Obamacare and working poor

Published 12:00 am Tuesday, October 8, 2013

Confusion, skepticism as sign-up period begins
Attempts to decipher the Affordable Care Act have consumed gallons of newspaper ink and hours of airtime.
But one day last week, at a health-care center that serves the uninsured, the working poor distilled the complex health-care law known as “Obamacare” to three words: I don’t know.
They don’t know how poor you must be to qualify. They’re not sure who gets subsidies or how much the penalty is if they defy the federal mandate.
Two days after enrollment began for President Barack Obama’s ambitious and unfairly maligned effort to extend health insurance to some of America’s 48 million uninsured people, many of those who need it most remained skeptical about it.
At the Church Health Center in Memphis, Tenn., exam rooms were filled with patients, who mostly must work part time and without insurance to qualify for care.
With its annual out-of-pocket limits and guaranteed coverage regardless of pre-existing conditions, Obamacare was designed for people like Rea Geyer, a hairdresser who came to see her endocrinologist. She lost her coverage when she divorced. An estimate for private insurance was $2,000 per month, but her application was denied coverage because she is significantly overweight. Her mother is a breast cancer survivor, and doctors have been monitoring lumps in her breasts.

Geyer, 44, is paying the last $200 on a three-year-old $5,600 medical bill. Still, she’s one of the lucky ones: She was able to access the federal website, healthcare.gov, on Monday, the insurance exchanges’ opening day.
The least generous plan, bronze, covers 60 percent of health care expenses and the most generous, platinum, 90 percent. Geyer priced a plan in the middle — silver, which covers 70 percent. The premiums would be $241 per month. “There’s just no way,” she said. She left with a prescription for diabetes medicine, driving off in a 14-yearold Grand Marquis sedan with 216,000 miles.
Obamacare is no competition for the nonprofit Church Health Center; it’s estimated that only 20 percent of the center’s 16,000-plus patients would qualify.
In another exam room sat Mark Tate with a corn that’s been pestering him for a year. The 35-year-old barber didn’t seek care until his mother Phyllis found out the toe had turned black.
“If I hadn’t drug him out of the shop, we wouldn’t be here,” she said.
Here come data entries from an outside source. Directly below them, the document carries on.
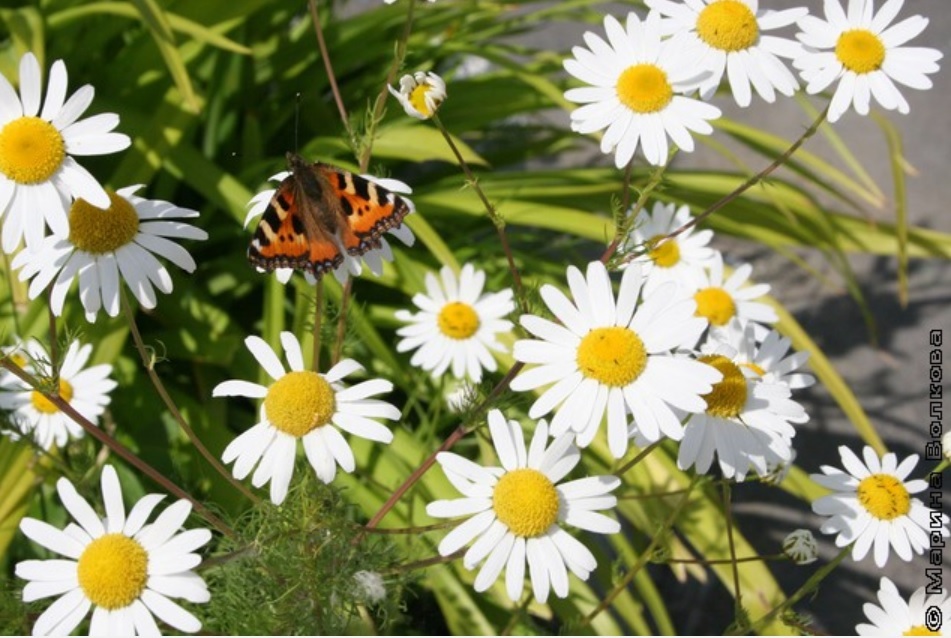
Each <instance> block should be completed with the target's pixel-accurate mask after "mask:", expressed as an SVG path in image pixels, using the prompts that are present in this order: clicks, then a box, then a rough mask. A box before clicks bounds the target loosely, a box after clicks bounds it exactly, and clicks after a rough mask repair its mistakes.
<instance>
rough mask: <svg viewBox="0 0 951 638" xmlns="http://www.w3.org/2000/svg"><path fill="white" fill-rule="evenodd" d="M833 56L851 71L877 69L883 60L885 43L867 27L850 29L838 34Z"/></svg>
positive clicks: (881, 66) (870, 69) (873, 70)
mask: <svg viewBox="0 0 951 638" xmlns="http://www.w3.org/2000/svg"><path fill="white" fill-rule="evenodd" d="M835 57H837V58H839V62H841V63H842V66H844V67H845V68H847V69H848V70H849V71H852V72H853V73H871V72H872V71H878V70H879V69H880V68H881V67H882V63H883V62H884V61H885V45H884V44H883V43H882V41H881V39H880V38H879V37H878V36H877V35H875V34H874V33H872V32H871V31H869V30H867V29H852V30H851V31H846V32H845V33H843V34H842V35H840V36H839V41H838V42H836V45H835Z"/></svg>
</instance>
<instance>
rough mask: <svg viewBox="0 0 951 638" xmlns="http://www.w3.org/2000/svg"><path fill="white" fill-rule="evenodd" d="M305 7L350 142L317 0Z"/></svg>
mask: <svg viewBox="0 0 951 638" xmlns="http://www.w3.org/2000/svg"><path fill="white" fill-rule="evenodd" d="M307 7H308V8H309V9H310V17H311V21H312V22H313V23H314V33H315V34H316V35H317V46H318V47H319V48H320V58H321V60H323V62H324V70H325V71H326V72H327V80H328V81H329V82H330V91H331V93H333V96H334V102H335V103H336V104H337V111H338V112H339V113H340V120H341V121H342V122H343V127H344V128H345V129H346V130H347V135H348V136H349V137H350V139H351V142H352V141H353V129H352V128H351V127H350V117H349V116H348V115H347V108H346V107H345V106H344V105H343V97H342V96H341V95H340V87H339V86H337V76H336V74H334V69H333V64H331V62H330V52H329V51H328V50H327V42H326V41H325V40H324V30H323V27H322V26H321V24H320V15H319V14H318V13H317V0H309V2H308V3H307Z"/></svg>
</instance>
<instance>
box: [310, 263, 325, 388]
mask: <svg viewBox="0 0 951 638" xmlns="http://www.w3.org/2000/svg"><path fill="white" fill-rule="evenodd" d="M314 288H315V292H316V294H315V296H314V326H313V328H312V331H311V334H312V335H313V337H314V358H313V360H312V362H311V368H312V369H313V370H314V371H315V372H320V322H321V320H322V319H323V316H324V282H323V280H322V279H318V280H317V283H316V284H315V286H314Z"/></svg>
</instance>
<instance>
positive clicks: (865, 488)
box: [857, 474, 911, 521]
mask: <svg viewBox="0 0 951 638" xmlns="http://www.w3.org/2000/svg"><path fill="white" fill-rule="evenodd" d="M857 493H858V498H859V503H861V504H862V507H864V508H865V509H866V510H868V513H869V514H871V515H872V516H874V517H875V518H877V519H879V520H883V521H890V520H892V519H895V518H898V517H899V516H906V515H907V514H908V512H909V511H911V497H910V496H909V495H908V490H907V489H905V486H904V485H903V484H902V482H901V481H899V480H898V479H897V478H895V477H894V476H892V475H891V474H872V475H871V476H869V477H866V478H864V479H862V482H861V483H859V487H858V490H857Z"/></svg>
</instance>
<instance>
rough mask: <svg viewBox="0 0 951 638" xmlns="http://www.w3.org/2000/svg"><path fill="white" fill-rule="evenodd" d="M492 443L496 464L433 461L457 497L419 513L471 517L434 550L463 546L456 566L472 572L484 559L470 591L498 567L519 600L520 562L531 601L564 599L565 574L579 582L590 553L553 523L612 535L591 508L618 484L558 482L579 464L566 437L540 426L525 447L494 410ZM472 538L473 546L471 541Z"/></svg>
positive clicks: (608, 498) (449, 549)
mask: <svg viewBox="0 0 951 638" xmlns="http://www.w3.org/2000/svg"><path fill="white" fill-rule="evenodd" d="M488 421H489V431H490V432H491V434H492V443H493V445H494V446H495V452H496V455H497V456H498V459H499V462H500V463H501V465H502V467H482V466H481V465H477V464H476V463H473V462H472V461H470V460H468V459H466V458H464V457H461V456H459V455H457V454H453V453H451V452H440V453H439V454H438V455H437V457H436V460H437V461H438V462H439V464H440V466H442V469H443V472H445V474H446V478H448V479H449V481H450V482H451V483H452V484H453V485H454V486H455V487H456V489H458V490H459V491H460V492H461V493H462V494H463V498H459V499H454V500H444V501H434V502H432V503H430V504H429V505H427V506H426V513H428V514H429V515H430V516H432V517H435V518H451V517H456V516H471V518H469V519H468V520H467V521H465V522H464V523H462V524H461V525H459V526H458V527H456V528H455V529H453V530H452V531H451V532H449V533H448V534H446V537H445V538H443V539H442V542H440V543H439V553H440V554H441V555H443V556H448V555H450V554H452V553H454V552H456V551H457V550H459V549H460V548H462V547H463V546H465V545H467V544H468V543H470V542H472V545H471V546H470V547H469V549H468V550H467V551H466V553H465V556H464V557H463V565H464V566H465V568H466V569H468V570H472V569H473V568H474V567H475V566H476V565H477V564H478V563H480V562H482V560H485V564H484V565H483V566H482V569H480V570H479V573H478V575H477V576H476V579H475V584H474V587H475V590H476V591H479V592H481V591H485V590H486V589H488V588H489V587H490V586H491V585H492V583H494V582H495V581H496V579H497V578H498V576H499V574H500V573H501V572H502V569H503V568H504V569H505V589H506V592H507V593H508V596H509V598H511V599H512V600H513V601H518V600H519V599H520V598H521V595H522V588H523V586H524V580H525V564H526V563H528V573H529V577H530V578H531V581H532V590H533V592H534V594H535V600H536V601H538V602H539V603H544V602H545V601H546V600H548V593H549V590H550V589H551V590H554V592H555V595H556V596H558V597H560V598H565V597H566V596H567V595H568V571H571V572H572V573H573V574H575V575H576V576H577V577H578V578H580V579H581V580H587V579H588V576H589V575H590V574H591V572H592V571H594V569H595V567H597V561H596V560H595V557H594V555H593V554H592V553H591V552H590V551H589V550H588V548H587V547H585V546H584V545H582V544H581V543H580V542H579V541H577V540H576V539H575V538H574V537H573V536H571V535H570V534H569V533H568V532H566V531H565V530H564V529H563V528H562V527H561V525H560V524H559V523H566V524H568V525H571V526H574V527H577V528H579V529H584V530H587V531H589V532H597V533H599V534H616V533H617V532H619V531H620V529H621V526H620V525H619V524H618V522H617V521H615V520H613V519H610V518H608V517H607V516H605V515H604V514H601V513H599V512H598V511H597V510H604V509H610V508H613V507H615V506H616V505H617V498H616V497H615V496H613V495H611V494H610V493H609V492H611V491H612V490H614V489H616V488H617V487H618V486H619V485H620V484H621V481H620V480H619V479H618V478H617V477H614V476H590V477H587V478H583V479H578V480H575V481H569V482H567V483H562V484H560V485H559V484H558V482H559V481H561V480H562V479H563V478H564V477H565V476H567V475H568V473H569V472H570V471H571V470H572V469H574V467H575V466H576V465H577V464H578V461H580V460H581V453H580V452H579V451H578V448H576V447H575V446H574V445H573V444H572V442H571V438H572V437H571V435H570V434H567V433H566V434H563V435H561V436H560V437H557V438H556V439H555V440H554V441H552V442H551V445H550V446H548V447H546V444H547V442H548V426H547V424H546V423H545V421H544V420H542V421H539V422H538V425H537V427H536V428H535V435H534V436H533V437H532V442H531V445H530V447H529V449H528V450H527V451H526V449H525V441H524V435H523V431H522V426H521V425H520V424H519V423H518V422H517V421H506V420H505V417H504V416H502V413H501V412H500V411H498V410H492V411H491V412H489V415H488ZM473 541H474V542H473Z"/></svg>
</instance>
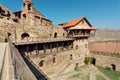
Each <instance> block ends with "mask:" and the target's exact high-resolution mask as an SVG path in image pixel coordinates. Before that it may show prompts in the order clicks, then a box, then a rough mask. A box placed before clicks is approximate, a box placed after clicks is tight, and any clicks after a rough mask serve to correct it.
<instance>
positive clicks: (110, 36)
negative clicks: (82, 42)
mask: <svg viewBox="0 0 120 80" xmlns="http://www.w3.org/2000/svg"><path fill="white" fill-rule="evenodd" d="M119 39H120V30H110V29H98V30H97V31H96V33H95V36H94V37H90V39H89V41H90V42H91V41H92V42H95V41H106V40H119Z"/></svg>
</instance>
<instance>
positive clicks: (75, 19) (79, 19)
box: [63, 17, 84, 28]
mask: <svg viewBox="0 0 120 80" xmlns="http://www.w3.org/2000/svg"><path fill="white" fill-rule="evenodd" d="M82 19H84V17H83V18H77V19H75V20H71V21H70V22H67V23H65V24H64V26H63V27H64V28H68V27H71V26H75V25H76V24H78V23H79V22H80V21H81V20H82Z"/></svg>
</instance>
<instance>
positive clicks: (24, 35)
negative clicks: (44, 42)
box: [21, 33, 30, 39]
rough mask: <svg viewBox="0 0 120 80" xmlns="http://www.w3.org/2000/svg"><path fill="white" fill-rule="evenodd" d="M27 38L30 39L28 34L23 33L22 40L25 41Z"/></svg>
mask: <svg viewBox="0 0 120 80" xmlns="http://www.w3.org/2000/svg"><path fill="white" fill-rule="evenodd" d="M26 37H30V36H29V34H28V33H23V34H22V35H21V39H24V38H26Z"/></svg>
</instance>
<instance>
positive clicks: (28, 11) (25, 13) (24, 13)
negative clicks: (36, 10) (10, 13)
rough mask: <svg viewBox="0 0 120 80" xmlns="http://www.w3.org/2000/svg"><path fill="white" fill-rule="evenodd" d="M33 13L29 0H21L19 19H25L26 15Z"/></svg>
mask: <svg viewBox="0 0 120 80" xmlns="http://www.w3.org/2000/svg"><path fill="white" fill-rule="evenodd" d="M32 11H33V4H32V1H31V0H23V3H22V14H21V18H22V19H26V17H27V13H28V12H32Z"/></svg>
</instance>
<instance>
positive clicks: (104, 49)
mask: <svg viewBox="0 0 120 80" xmlns="http://www.w3.org/2000/svg"><path fill="white" fill-rule="evenodd" d="M89 49H90V51H103V52H105V51H106V52H120V41H99V42H93V43H90V44H89Z"/></svg>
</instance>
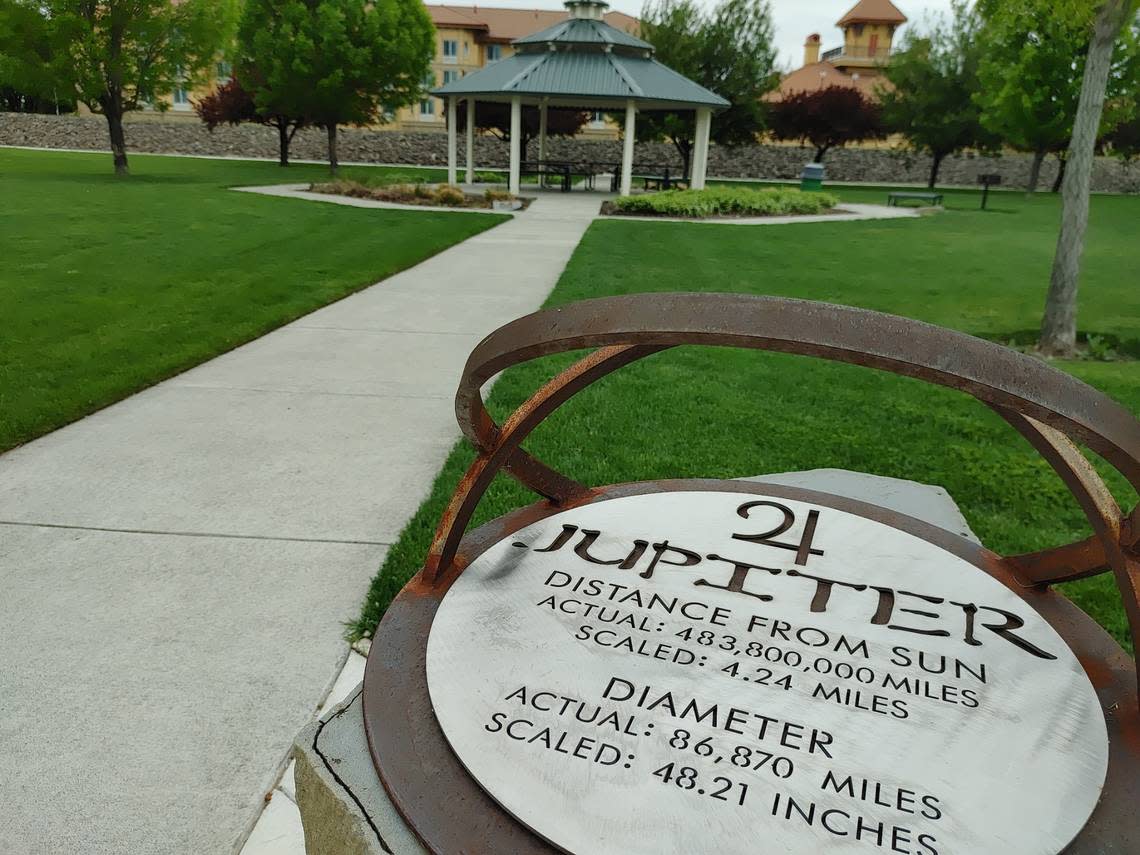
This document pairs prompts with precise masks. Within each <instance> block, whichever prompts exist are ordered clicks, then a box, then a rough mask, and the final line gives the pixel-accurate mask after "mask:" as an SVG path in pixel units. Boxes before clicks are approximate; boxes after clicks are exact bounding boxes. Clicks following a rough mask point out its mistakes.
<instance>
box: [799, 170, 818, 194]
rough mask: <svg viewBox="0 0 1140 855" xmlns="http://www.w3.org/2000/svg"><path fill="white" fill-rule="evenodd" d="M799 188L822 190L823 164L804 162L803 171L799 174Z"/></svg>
mask: <svg viewBox="0 0 1140 855" xmlns="http://www.w3.org/2000/svg"><path fill="white" fill-rule="evenodd" d="M799 189H801V190H815V192H819V190H822V189H823V164H822V163H805V164H804V171H803V172H801V173H800V176H799Z"/></svg>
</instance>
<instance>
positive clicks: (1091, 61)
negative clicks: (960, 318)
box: [1039, 0, 1133, 356]
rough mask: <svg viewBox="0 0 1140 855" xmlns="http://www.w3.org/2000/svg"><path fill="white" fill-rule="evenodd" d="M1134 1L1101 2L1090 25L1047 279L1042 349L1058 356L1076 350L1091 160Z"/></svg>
mask: <svg viewBox="0 0 1140 855" xmlns="http://www.w3.org/2000/svg"><path fill="white" fill-rule="evenodd" d="M1132 7H1133V0H1100V2H1099V6H1098V7H1097V10H1096V16H1094V18H1093V24H1092V38H1091V41H1090V43H1089V52H1088V59H1086V62H1085V63H1084V75H1083V79H1082V83H1081V98H1080V103H1078V105H1077V111H1076V119H1075V121H1074V123H1073V138H1072V141H1070V143H1069V147H1068V170H1067V174H1066V176H1065V184H1064V186H1062V187H1061V228H1060V234H1059V235H1058V237H1057V252H1056V254H1055V255H1053V268H1052V272H1051V274H1050V278H1049V293H1048V294H1047V296H1045V311H1044V316H1043V318H1042V320H1041V340H1040V342H1039V344H1040V348H1041V350H1042V351H1043V352H1045V353H1051V355H1055V356H1062V355H1067V353H1072V352H1073V350H1074V349H1075V348H1076V306H1077V303H1076V295H1077V282H1078V279H1080V275H1081V254H1082V252H1083V251H1084V233H1085V230H1086V229H1088V226H1089V182H1090V179H1091V177H1092V156H1093V153H1094V150H1096V146H1097V137H1098V136H1099V132H1100V127H1101V114H1102V112H1104V107H1105V98H1106V95H1107V91H1108V82H1109V78H1110V73H1112V65H1113V51H1114V49H1115V47H1116V43H1117V39H1118V36H1119V34H1121V32H1122V31H1123V30H1124V25H1125V24H1126V23H1127V22H1129V19H1130V18H1131V16H1132Z"/></svg>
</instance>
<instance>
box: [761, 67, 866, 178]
mask: <svg viewBox="0 0 1140 855" xmlns="http://www.w3.org/2000/svg"><path fill="white" fill-rule="evenodd" d="M768 122H769V123H771V125H772V133H773V136H774V137H775V138H776V139H789V140H799V141H800V143H811V144H812V145H813V146H815V161H816V163H822V162H823V156H824V155H825V154H827V153H828V152H829V150H830V149H832V148H836V147H841V146H845V145H847V144H848V143H857V141H858V140H863V139H880V138H881V137H884V136H885V131H884V127H882V117H881V114H880V109H879V105H877V104H876V103H874V101H872V100H871V99H870V98H868V97H866V96H865V95H863V93H862V92H861V91H858V90H857V89H852V88H849V87H840V86H830V87H828V88H827V89H815V90H813V91H804V92H793V93H792V95H789V96H788V97H785V98H784V99H783V100H781V101H777V103H776V104H774V105H772V108H771V112H769V114H768Z"/></svg>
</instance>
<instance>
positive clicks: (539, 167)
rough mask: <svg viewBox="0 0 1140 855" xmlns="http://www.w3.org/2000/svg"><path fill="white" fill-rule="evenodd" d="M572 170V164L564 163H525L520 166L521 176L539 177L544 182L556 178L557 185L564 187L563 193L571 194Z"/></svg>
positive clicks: (557, 162) (520, 171) (538, 161)
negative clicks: (560, 185)
mask: <svg viewBox="0 0 1140 855" xmlns="http://www.w3.org/2000/svg"><path fill="white" fill-rule="evenodd" d="M571 169H572V168H571V164H569V163H565V162H563V161H523V162H522V163H521V164H520V165H519V174H520V176H539V180H541V181H544V182H545V179H547V178H555V179H557V180H556V181H555V184H561V185H562V192H563V193H570V173H571Z"/></svg>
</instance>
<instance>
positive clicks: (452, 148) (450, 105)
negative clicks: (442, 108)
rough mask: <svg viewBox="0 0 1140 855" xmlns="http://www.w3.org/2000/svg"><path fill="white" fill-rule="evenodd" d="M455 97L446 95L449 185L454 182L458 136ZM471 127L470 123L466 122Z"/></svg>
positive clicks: (447, 167)
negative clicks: (456, 126)
mask: <svg viewBox="0 0 1140 855" xmlns="http://www.w3.org/2000/svg"><path fill="white" fill-rule="evenodd" d="M456 100H457V99H456V97H455V96H454V95H449V96H448V97H447V182H448V184H450V185H454V184H455V165H456V160H457V156H456V148H457V146H456V137H457V136H458V129H457V128H456V117H455V115H456V109H455V103H456ZM467 127H469V128H470V127H471V123H470V122H469V123H467Z"/></svg>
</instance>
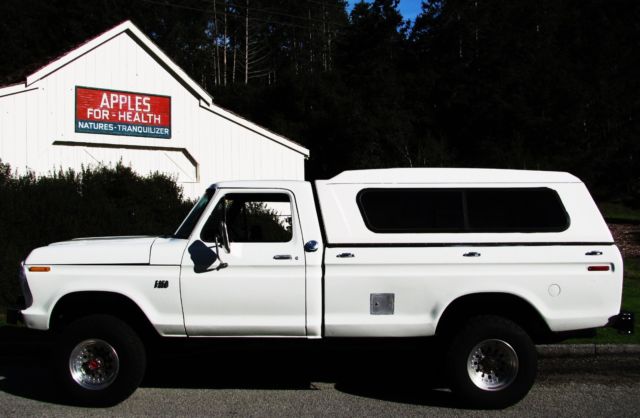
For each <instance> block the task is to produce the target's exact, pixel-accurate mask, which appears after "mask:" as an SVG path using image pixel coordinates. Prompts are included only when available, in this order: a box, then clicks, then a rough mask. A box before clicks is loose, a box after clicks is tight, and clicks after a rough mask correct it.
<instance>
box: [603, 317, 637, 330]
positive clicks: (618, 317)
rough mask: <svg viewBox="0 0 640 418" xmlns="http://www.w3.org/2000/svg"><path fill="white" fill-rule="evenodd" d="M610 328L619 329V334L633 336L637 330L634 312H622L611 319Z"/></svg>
mask: <svg viewBox="0 0 640 418" xmlns="http://www.w3.org/2000/svg"><path fill="white" fill-rule="evenodd" d="M607 326H608V327H611V328H613V329H617V330H618V333H620V334H626V335H631V334H633V332H634V328H635V314H634V313H633V312H620V313H619V314H618V315H615V316H612V317H611V318H609V323H608V324H607Z"/></svg>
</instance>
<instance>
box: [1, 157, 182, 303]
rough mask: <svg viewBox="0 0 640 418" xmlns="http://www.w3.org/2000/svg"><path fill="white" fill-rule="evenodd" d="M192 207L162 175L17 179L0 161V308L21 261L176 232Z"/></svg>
mask: <svg viewBox="0 0 640 418" xmlns="http://www.w3.org/2000/svg"><path fill="white" fill-rule="evenodd" d="M192 205H193V202H190V201H186V200H184V199H183V195H182V189H181V188H180V186H178V185H177V184H176V182H175V181H174V180H173V179H171V178H170V177H167V176H166V175H163V174H158V173H155V174H150V175H148V176H140V175H138V174H136V173H135V172H134V171H133V170H132V169H131V168H130V167H126V166H124V165H122V164H121V163H119V164H117V165H116V166H115V167H100V168H96V169H83V170H82V171H81V172H74V171H72V170H68V171H60V172H58V173H55V174H51V175H49V176H44V177H36V176H35V175H33V174H26V175H20V176H17V175H15V174H13V173H12V171H11V167H9V166H8V165H7V164H3V163H2V161H0V306H6V305H8V304H11V303H13V301H14V300H15V295H16V294H17V293H16V292H17V288H16V285H17V283H16V274H17V270H18V266H19V263H20V261H21V260H23V259H24V258H25V257H26V256H27V255H28V254H29V252H30V251H31V250H32V249H34V248H36V247H39V246H43V245H47V244H49V243H52V242H55V241H63V240H68V239H71V238H77V237H88V236H101V235H162V234H171V233H173V232H175V230H176V229H177V227H178V225H179V223H180V221H181V220H182V218H184V216H185V215H186V213H187V212H188V211H189V209H190V208H191V206H192Z"/></svg>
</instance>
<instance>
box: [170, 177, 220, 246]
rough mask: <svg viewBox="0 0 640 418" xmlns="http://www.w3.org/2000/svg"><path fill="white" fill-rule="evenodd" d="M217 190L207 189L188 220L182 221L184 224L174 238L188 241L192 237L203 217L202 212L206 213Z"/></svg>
mask: <svg viewBox="0 0 640 418" xmlns="http://www.w3.org/2000/svg"><path fill="white" fill-rule="evenodd" d="M215 191H216V190H215V189H207V191H206V192H205V193H204V195H203V196H202V197H201V198H200V200H198V203H196V205H195V206H194V207H193V209H191V212H189V215H187V217H186V219H185V220H184V221H182V224H181V225H180V227H179V228H178V230H177V231H176V233H175V235H174V236H173V237H174V238H181V239H187V238H189V236H190V235H191V232H192V231H193V228H195V226H196V224H197V223H198V219H200V216H202V212H204V210H205V208H206V207H207V205H208V204H209V201H210V200H211V197H212V196H213V194H214V193H215Z"/></svg>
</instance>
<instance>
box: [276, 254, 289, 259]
mask: <svg viewBox="0 0 640 418" xmlns="http://www.w3.org/2000/svg"><path fill="white" fill-rule="evenodd" d="M273 259H274V260H291V256H290V255H289V254H279V255H274V256H273Z"/></svg>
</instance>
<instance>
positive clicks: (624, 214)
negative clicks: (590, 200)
mask: <svg viewBox="0 0 640 418" xmlns="http://www.w3.org/2000/svg"><path fill="white" fill-rule="evenodd" d="M598 207H599V208H600V211H601V212H602V214H603V215H604V218H605V219H606V220H607V221H615V222H616V223H640V209H634V208H631V207H629V206H626V205H624V204H622V203H613V202H606V203H600V204H598Z"/></svg>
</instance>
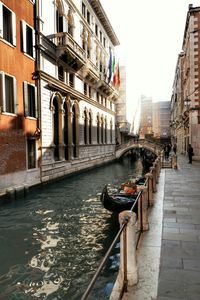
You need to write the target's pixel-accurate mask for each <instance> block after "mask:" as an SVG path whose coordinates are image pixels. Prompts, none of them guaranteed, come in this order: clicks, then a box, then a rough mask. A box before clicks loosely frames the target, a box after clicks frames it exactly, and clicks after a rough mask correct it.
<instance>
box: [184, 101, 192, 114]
mask: <svg viewBox="0 0 200 300" xmlns="http://www.w3.org/2000/svg"><path fill="white" fill-rule="evenodd" d="M184 105H185V107H186V110H187V111H188V110H189V109H190V105H191V100H190V99H189V98H185V100H184Z"/></svg>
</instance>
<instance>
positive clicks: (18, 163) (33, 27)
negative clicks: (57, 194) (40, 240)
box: [0, 0, 40, 194]
mask: <svg viewBox="0 0 200 300" xmlns="http://www.w3.org/2000/svg"><path fill="white" fill-rule="evenodd" d="M34 36H35V30H34V1H30V0H21V1H10V0H1V1H0V53H1V54H0V153H1V158H0V161H1V163H0V194H1V193H3V191H4V190H5V189H7V188H10V187H13V186H15V187H19V186H21V188H22V189H24V187H25V185H26V184H27V185H32V184H36V183H38V182H39V181H40V170H39V165H38V159H39V156H38V151H37V149H38V140H37V138H38V131H37V127H38V110H37V109H38V107H37V89H36V86H35V80H34V78H33V77H32V74H33V73H34V71H35V48H34V45H35V41H34Z"/></svg>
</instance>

Before coming to the center, Phyllis Tate, insured through her job at FedEx, hurriedly tried to look at healthcare.gov but the site wasn’t working. She thinks her son’s income is in the sweet spot — not too low and not too high to qualify — but she’s not sure.
For now, she’s withholding judgment about Obamacare.
“I don’t know if I have an opinion,” she said. “I feel like everyone should have insurance.”
Down the hall, Cynthia Robertson, 52, fixed her eyes on the ceiling as a medical assistant slid a needle into her arm to draw blood. Robertson, who described herself as healthy aside from her diabetes and congestive heart failure, is the only one in her family of seven without health insurance. Her $10-per-hour job as an attendant at the FedExForum, home to the NBA’s Grizzlies, gives her a schedule loose enough to home school her youngest child, who is hearing-impaired and struggled in public schools. But the schedule remains unpredictable enough to keep her financially strapped.
Robertson once had insurance through a job with the Internal Revenue Service. She bristled to think the government could force her to buy coverage and said she doubted Obamacare as a fix.
Her novel idea?

“Give the extremely good jobs with good insurance to the really sick,” Robertson joked. “Or let them all work for Congress.”
Geyer’s suggestion, equally implausible, spoke to the dismal options for people like her.
“This time, I’m not getting married for love,” Geyer said. “I’m getting married for insurance.”